Closed tepen closed 10 years ago

tepen commented 10 years ago

[MEDIUM] Mayan long count - convert a date from the Gregorian calender to the Mayan Calendar.

A line should be input that contains a day, a month, and a year (in that order) separated by a single space. The output should be in the pattern ..... Remember to handler leap years! (To make it simpler, though, you can write it to only accept dates since 1 January 1970.

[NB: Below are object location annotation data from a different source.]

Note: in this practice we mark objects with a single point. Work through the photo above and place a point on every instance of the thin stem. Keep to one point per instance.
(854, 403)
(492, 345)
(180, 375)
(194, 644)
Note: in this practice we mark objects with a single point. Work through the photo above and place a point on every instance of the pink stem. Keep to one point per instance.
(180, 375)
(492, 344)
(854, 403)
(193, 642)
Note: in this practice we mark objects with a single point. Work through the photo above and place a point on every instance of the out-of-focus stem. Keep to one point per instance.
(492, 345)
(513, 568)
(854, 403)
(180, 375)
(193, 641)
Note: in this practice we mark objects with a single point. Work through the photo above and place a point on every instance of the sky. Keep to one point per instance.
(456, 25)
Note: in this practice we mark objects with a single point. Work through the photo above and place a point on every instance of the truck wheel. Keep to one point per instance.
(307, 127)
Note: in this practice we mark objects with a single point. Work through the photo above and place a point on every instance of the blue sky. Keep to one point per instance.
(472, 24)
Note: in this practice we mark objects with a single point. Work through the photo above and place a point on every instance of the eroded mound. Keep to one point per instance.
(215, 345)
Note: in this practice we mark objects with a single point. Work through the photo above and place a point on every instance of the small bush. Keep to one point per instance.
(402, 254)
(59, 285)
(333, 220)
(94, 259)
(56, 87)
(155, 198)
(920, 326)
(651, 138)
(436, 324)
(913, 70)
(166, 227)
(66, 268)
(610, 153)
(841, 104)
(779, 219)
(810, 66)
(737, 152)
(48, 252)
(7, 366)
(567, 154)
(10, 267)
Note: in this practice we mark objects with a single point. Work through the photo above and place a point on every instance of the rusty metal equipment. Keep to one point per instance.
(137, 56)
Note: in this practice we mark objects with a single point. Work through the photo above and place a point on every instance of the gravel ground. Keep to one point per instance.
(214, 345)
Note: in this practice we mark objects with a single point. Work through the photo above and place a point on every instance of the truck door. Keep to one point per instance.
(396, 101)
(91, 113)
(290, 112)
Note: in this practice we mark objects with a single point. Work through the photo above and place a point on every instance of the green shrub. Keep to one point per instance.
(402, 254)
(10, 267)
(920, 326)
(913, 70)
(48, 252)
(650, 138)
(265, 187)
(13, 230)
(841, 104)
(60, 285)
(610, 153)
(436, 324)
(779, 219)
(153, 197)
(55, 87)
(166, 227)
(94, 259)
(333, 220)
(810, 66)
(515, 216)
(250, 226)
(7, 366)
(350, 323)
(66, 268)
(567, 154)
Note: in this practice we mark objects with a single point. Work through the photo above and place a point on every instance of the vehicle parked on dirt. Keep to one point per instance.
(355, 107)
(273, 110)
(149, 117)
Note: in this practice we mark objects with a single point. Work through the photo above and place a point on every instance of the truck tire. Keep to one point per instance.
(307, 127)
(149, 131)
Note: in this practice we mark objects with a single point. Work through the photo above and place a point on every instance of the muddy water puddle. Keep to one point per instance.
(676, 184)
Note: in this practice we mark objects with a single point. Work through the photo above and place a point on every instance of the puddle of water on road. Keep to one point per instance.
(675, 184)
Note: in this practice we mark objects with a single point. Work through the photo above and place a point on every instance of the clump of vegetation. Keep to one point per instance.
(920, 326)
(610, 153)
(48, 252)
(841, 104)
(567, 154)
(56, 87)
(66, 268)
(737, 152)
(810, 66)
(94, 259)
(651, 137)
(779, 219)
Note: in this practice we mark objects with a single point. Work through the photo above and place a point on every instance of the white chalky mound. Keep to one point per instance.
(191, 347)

Explanation of the Mayan calendar: The Maya name for a day was k'in. Twenty of these k'ins are known as a winal or uinal. Eighteen winals make one tun. Twenty tuns are known as a k'atun. Twenty k'atuns make a b'ak'tun.. Essentially, we have this pattern: 1 kin = 1 day 1 uinal = 20 kin 1 tun = 18 uinal 1 katun = 20 tun 1 baktun = 20 katun

The long count date format follows the number of each type, from longest-to-shortest time measurement, separated by dots. As an example, '12.17.16.7.5' means 12 baktun, 17 katun, 16 tun, 7 uinal, and 5 kin. This is also the date that corresponds to January 1st, 1970. Another example would be December 21st, 2012: '13.0.0.0.0'. This date is completely valid, though shown here as an example of a "roll-over" date. Example input: 20 7 1988 Example output: 12.18.15.4.0

leoasis commented 10 years ago

This one seems fairly easy as well. I think it's either this one or the Roman Numbers

tepen commented 10 years ago

Played with this one for a bit, I can't figure out what it is they are using as the zero date. if 2012, 12, 21 is 13 baktun

leoasis commented 10 years ago

Can't you figure out from this: " As an example, '12.17.16.7.5' means 12 baktun, 17 katun, 16 tun, 7 uinal, and 5 kin. This is also the date that corresponds to January 1st, 1970. "?

leoasis commented 10 years ago

Also, why do you need the zero?

tepen commented 10 years ago

Ah! didn't see the date for epoch! that makes a difference!